In fact, in April this year, both Bangladesh and Indonesia agreed to start a Medan-Dhaka air route to boost tourism and people-to-people contacts via an Indonesian airlines company, Lion Air.
“The benefits of a direct flight are expected to boost business and tourism but only if the COVID-19 situation allows,” Indonesian Foreign Ministry said in a press release after the virtual Foreign Office Consultation with its Bangladesh counterpart on April 29, 2021.
Indonesia can invest in Bangladesh in various sectors because Dhaka offers so many incentives to foreign investors. Bangladesh is not only a land of opportunities but also a gateway to South Asian countries.
Garments and medicines are the leading products of Bangladesh. Indonesia can purchase several high quality medicines as well as health products from Bangladesh at a much cheaper price.
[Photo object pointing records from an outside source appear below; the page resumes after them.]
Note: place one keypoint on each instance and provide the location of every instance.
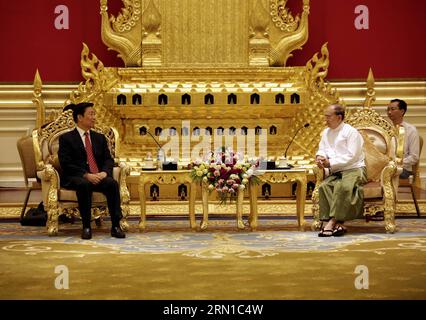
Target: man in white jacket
(340, 153)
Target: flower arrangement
(227, 174)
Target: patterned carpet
(169, 261)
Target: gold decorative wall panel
(211, 33)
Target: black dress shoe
(116, 232)
(86, 234)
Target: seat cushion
(375, 160)
(373, 190)
(70, 195)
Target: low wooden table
(166, 177)
(280, 176)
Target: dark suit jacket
(73, 157)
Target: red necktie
(93, 167)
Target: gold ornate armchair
(58, 200)
(383, 152)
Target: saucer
(149, 168)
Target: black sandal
(339, 231)
(326, 233)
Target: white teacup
(282, 162)
(149, 163)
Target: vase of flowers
(226, 173)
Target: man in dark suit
(86, 165)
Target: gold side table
(166, 178)
(280, 176)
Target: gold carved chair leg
(205, 197)
(240, 199)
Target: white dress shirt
(82, 136)
(411, 146)
(343, 148)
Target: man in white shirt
(396, 111)
(340, 153)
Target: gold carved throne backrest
(381, 133)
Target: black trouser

Both countries, according to Rahman, have agreed to cooperate closely in defense, counter terrorism, maritime security, law enforcement, agriculture, disaster management, pharmacy, energy, education, science and technology, shipping, customs, railways, air connectivity sectors and capacity building.
Which direction will relations between Bangladesh and Indonesia go in the future?
“So far, we have enjoyed a very close relationship, but I believe it is time to add a strategic dimension to it. I also believe that our relationship will reach new heights in coming days,” Rahman said.
Given the huge potential of both countries, the leaders of Bangladesh and Indonesia must consider to establish a strategic partnership in the future. This will change the entire gamut of the relationship.